Rotating paddocks where possible helps to reduce really muddy areas developing, if this is not possible use electric fencing to cordon off a particularly muddy patch. If turnout is very poached and muddy keeping the horse stabled, whilst not ideal, might be better especially if your horse is prone to Mud Fever. If stabling your horse ensure bedding is kept clean and dry. Disinfecting equipment periodically will help to kill off any spores and is a good routine to get into to prevent the spread of many other equine infections.
Application of a barrier cream to dry clean legs before turnout, can help prevent the bacteria coming into contact with the horse’s skin. Nutritional supplements which promote healthy skin such as those containing soya/cod liver oil, antioxidants or lavender, chamomile or yarrow, can be beneficial in preventing the onset of mud fever. Check your horse daily for any signs of the infection, as the sooner you notice it and start treatment, the better.
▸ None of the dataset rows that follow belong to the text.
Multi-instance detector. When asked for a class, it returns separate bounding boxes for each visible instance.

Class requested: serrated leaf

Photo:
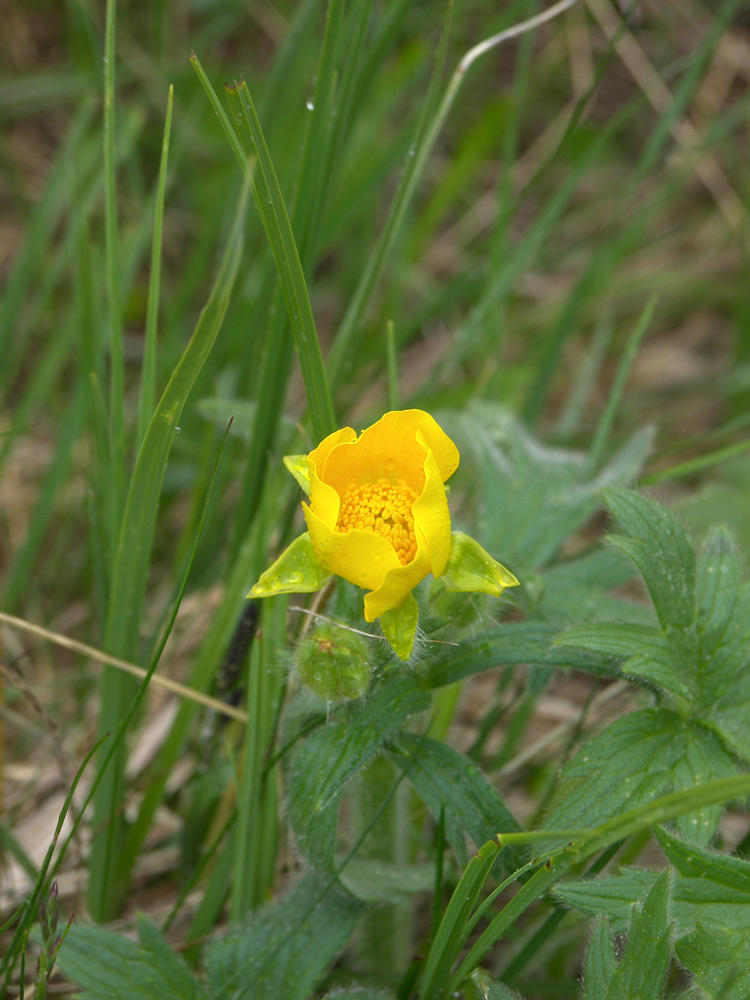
[585,872,671,1000]
[545,709,736,843]
[288,675,429,871]
[425,622,619,687]
[696,529,750,759]
[672,724,737,846]
[602,489,695,628]
[206,872,363,1000]
[556,516,750,764]
[553,830,750,937]
[555,622,691,698]
[607,872,671,1000]
[440,402,652,579]
[389,733,520,868]
[57,916,208,1000]
[675,923,750,1000]
[545,709,684,829]
[552,868,659,934]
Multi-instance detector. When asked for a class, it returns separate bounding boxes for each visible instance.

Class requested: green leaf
[696,528,750,759]
[555,622,691,699]
[607,872,671,1000]
[326,986,396,1000]
[284,455,310,497]
[675,923,750,1000]
[206,872,363,1000]
[553,830,750,937]
[247,531,331,597]
[545,709,736,843]
[556,516,750,756]
[440,531,518,597]
[89,176,248,919]
[584,920,617,1000]
[288,675,429,871]
[339,857,435,904]
[389,733,520,868]
[539,545,655,625]
[602,489,696,629]
[468,969,521,1000]
[378,594,419,660]
[440,403,651,580]
[425,622,620,687]
[232,80,336,441]
[57,915,208,1000]
[585,872,670,1000]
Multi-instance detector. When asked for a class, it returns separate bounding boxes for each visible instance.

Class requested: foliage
[0,0,750,1000]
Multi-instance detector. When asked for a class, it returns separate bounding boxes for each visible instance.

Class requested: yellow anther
[336,479,417,566]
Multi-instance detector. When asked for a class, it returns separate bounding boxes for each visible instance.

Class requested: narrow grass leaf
[90,189,247,919]
[288,676,429,871]
[419,840,500,1000]
[136,86,174,446]
[229,80,336,441]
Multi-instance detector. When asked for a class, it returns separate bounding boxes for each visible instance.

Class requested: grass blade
[90,187,248,920]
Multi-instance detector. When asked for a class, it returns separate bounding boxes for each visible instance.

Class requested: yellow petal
[321,410,459,494]
[302,503,401,592]
[412,431,451,576]
[365,534,430,622]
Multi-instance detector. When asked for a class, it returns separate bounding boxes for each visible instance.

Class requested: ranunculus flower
[248,410,518,659]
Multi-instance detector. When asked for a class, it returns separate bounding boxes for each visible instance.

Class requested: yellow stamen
[336,479,417,566]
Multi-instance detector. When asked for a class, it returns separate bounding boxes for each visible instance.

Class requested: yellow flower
[303,410,458,622]
[248,410,518,659]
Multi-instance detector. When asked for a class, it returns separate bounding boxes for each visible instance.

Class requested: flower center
[336,479,417,566]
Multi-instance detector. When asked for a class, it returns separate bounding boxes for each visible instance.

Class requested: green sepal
[284,455,310,497]
[247,532,331,597]
[378,594,419,660]
[440,531,519,597]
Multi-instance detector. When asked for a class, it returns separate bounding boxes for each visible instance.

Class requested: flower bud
[295,622,370,702]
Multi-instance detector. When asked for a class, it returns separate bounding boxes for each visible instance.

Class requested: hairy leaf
[546,708,736,843]
[603,489,695,628]
[288,675,429,871]
[425,622,620,687]
[57,915,207,1000]
[206,872,363,1000]
[585,872,670,1000]
[390,733,520,868]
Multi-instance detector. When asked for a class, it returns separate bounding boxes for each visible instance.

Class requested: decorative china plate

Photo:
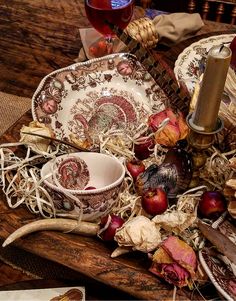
[174,34,235,94]
[32,53,167,142]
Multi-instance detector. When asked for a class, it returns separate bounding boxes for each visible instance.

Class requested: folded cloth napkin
[153,13,204,45]
[76,13,204,61]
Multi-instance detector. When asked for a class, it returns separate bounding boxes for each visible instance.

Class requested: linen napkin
[76,13,204,61]
[153,13,204,46]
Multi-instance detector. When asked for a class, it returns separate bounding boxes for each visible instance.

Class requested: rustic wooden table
[0,0,236,300]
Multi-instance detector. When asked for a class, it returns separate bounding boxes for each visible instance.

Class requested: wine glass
[84,0,134,54]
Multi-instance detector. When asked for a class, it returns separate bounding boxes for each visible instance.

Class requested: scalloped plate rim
[174,33,236,93]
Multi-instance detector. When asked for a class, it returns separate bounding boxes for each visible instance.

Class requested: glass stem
[106,37,114,54]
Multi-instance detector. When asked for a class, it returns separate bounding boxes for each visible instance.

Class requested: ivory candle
[190,46,232,133]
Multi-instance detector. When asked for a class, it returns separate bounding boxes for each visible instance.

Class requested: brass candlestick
[186,45,232,184]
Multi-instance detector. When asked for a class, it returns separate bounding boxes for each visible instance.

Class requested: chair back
[137,0,236,24]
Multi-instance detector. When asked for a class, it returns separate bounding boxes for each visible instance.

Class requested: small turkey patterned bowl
[41,152,125,221]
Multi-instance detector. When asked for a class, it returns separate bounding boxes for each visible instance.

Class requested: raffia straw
[126,18,159,48]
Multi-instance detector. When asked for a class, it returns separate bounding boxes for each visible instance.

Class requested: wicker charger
[126,18,159,48]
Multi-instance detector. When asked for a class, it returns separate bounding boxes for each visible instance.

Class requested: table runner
[0,92,31,135]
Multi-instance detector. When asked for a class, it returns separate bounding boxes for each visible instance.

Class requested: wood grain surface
[0,0,235,300]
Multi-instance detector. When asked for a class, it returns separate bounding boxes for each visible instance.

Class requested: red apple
[134,137,155,160]
[198,191,227,218]
[229,37,236,70]
[141,187,168,215]
[126,159,145,181]
[100,214,124,241]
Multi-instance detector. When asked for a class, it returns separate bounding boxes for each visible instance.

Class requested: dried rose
[148,108,189,146]
[149,236,197,288]
[114,215,161,253]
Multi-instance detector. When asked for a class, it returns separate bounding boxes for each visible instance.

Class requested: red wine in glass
[85,0,134,39]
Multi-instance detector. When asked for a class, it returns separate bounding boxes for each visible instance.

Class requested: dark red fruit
[141,187,168,215]
[134,137,155,160]
[126,159,145,181]
[100,214,124,241]
[198,191,227,218]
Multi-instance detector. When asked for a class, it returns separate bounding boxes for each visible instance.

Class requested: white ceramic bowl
[41,152,125,221]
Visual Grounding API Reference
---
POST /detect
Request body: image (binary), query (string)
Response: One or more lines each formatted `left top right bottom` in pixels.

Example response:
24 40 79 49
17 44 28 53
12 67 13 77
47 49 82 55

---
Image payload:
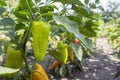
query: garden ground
48 37 120 80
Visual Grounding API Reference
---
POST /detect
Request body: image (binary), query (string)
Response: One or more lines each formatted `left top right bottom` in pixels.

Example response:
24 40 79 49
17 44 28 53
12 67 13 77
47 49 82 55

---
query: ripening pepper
49 42 68 64
50 60 60 70
68 46 74 61
32 63 49 80
5 44 23 69
32 21 50 62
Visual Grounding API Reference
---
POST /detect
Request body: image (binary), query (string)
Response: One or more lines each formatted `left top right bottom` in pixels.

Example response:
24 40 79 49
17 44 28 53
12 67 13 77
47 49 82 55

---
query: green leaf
70 43 83 61
0 0 6 7
89 3 96 9
72 5 90 17
52 0 83 6
59 64 67 77
84 0 90 4
79 26 96 37
0 7 6 15
0 17 14 26
118 51 120 58
0 66 20 76
53 15 89 49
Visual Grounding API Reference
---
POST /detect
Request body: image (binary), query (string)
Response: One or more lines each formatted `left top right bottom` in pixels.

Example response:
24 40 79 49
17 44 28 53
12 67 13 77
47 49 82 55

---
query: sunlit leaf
0 66 20 76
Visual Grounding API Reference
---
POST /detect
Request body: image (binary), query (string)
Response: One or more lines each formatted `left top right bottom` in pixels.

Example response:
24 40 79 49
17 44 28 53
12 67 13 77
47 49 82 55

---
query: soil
47 37 120 80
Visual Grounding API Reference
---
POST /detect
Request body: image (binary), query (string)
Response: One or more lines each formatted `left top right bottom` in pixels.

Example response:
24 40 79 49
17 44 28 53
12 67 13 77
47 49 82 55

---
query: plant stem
21 0 32 74
25 0 32 21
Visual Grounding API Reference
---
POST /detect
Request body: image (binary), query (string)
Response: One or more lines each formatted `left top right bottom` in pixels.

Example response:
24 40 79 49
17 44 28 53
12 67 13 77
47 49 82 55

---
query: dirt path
61 38 120 80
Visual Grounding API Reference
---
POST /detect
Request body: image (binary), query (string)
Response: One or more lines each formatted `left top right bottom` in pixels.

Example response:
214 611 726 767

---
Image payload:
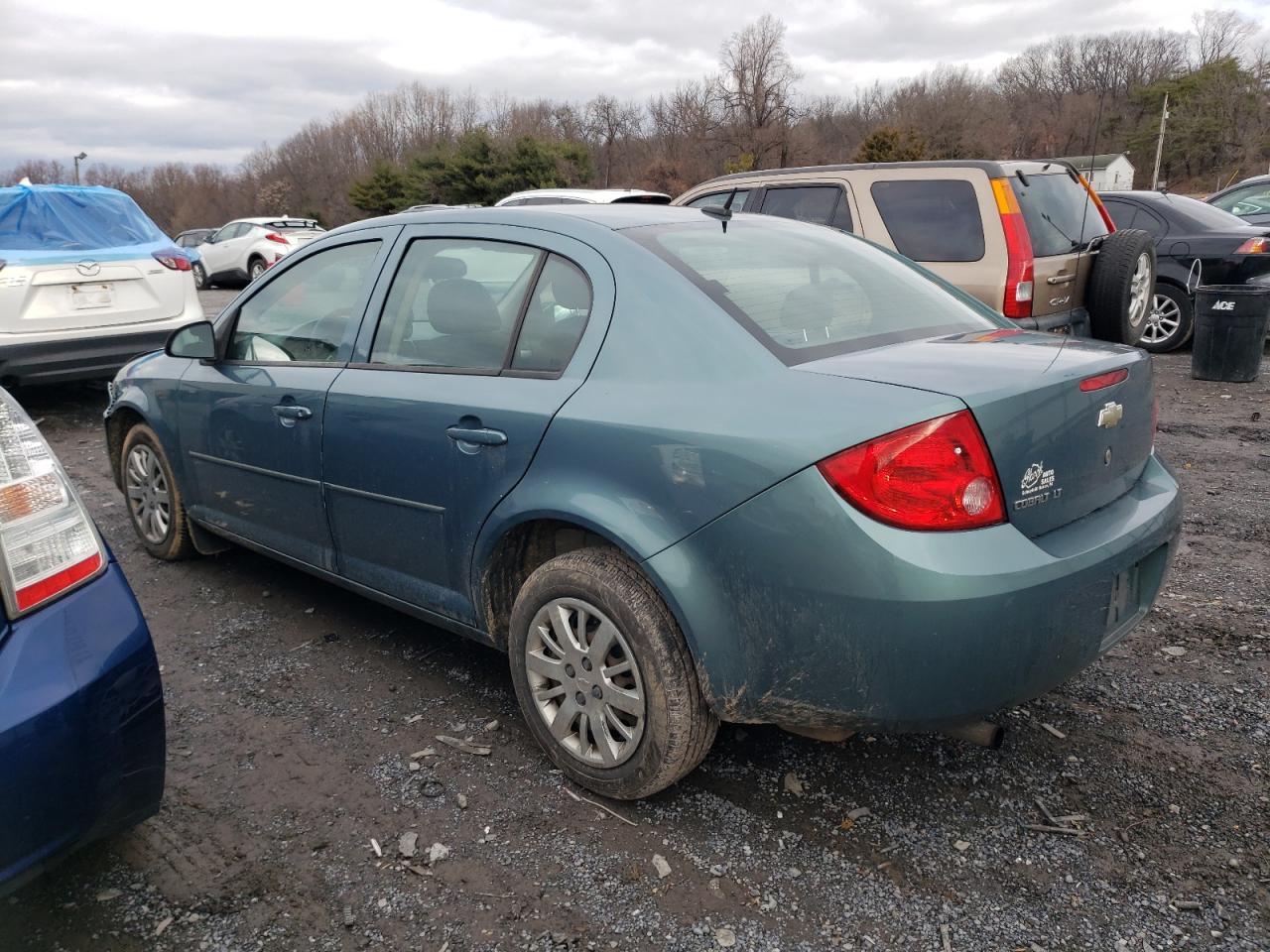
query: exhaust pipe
943 721 1006 750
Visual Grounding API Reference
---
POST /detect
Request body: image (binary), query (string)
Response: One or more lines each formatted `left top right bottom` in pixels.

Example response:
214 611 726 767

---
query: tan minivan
672 162 1156 344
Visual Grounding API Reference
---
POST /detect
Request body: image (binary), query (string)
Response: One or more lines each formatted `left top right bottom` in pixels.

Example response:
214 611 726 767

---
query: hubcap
525 598 645 767
1142 295 1183 344
1129 254 1151 327
123 443 172 544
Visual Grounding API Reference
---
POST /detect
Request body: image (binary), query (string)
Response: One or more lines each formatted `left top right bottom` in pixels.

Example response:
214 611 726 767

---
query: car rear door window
371 239 544 371
756 185 851 231
689 187 749 212
228 241 380 363
512 255 590 373
870 178 984 262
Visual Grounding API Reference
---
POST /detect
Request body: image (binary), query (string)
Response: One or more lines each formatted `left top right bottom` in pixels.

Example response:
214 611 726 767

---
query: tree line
0 10 1270 232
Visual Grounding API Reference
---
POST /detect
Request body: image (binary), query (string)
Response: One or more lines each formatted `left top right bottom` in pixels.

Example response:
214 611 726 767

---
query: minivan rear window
622 214 1006 364
869 178 983 262
1010 171 1107 258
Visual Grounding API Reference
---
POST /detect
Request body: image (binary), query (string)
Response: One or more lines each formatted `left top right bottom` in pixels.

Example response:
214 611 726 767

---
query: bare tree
717 13 803 168
1192 9 1257 66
The most effective treatment of mud fever, is keeping the horses skin clean and dry. Which is easier said than done in all this wet weather. However once the signs of Mud Fever are present it is recommended that;
The scabs should be gently soaked and removed. Leaving a soaked poultice on the area overnight can help loosen the scabs. However in severe cases this may require veterinary intervention to sedate the horse as it can be very painful
Following removal of scabs the affected area should be washed using a disinfectant (such as iodine wash or surgical srub) or a topical antibacterial shampoo. Whatever is used, it should be left on for at least 5 minutes before rinsing to allow it to penetrate the skin
The limb should then be dried thoroughly. Use disposable paper towelling to dry the legs and dispose of them after use. Material towelling could harbour the bacteria so is not recommended when infection is present
Clipping the hair around the affected area helps allow topical treatments to fully penetrate the skin
There are many topical creams on the market that can be applied to help aid healing, and those containing zinc, lead acetate or castor oil are often recommended
Bandaging legs may help keep them clean
Keeping the horse stabled is recommended
Ensure the stable is regularly skipped out to ensure the horse is not left stood in wet, soiled bedding
If the leg appears swollen then consulting a vet is always recommended as the horse may need antibiotics.Prevention is definitely better than the cure, so taking steps to try and reduce the horse being stood in wet muddy conditions, or wet soiled bedding is essential. Furthermore be vigilant for any symptoms, so that treatment can be started as soon as possible.
Prevention is definitely better than the cure, so taking steps to try and reduce the horse being stood in wet muddy conditions, or wet soiled bedding is essential. Furthermore be vigilant for any symptoms, so that treatment can be started as soon as possible.
If you have any doubts about your horses symptoms or treatment seek the advice of your vet.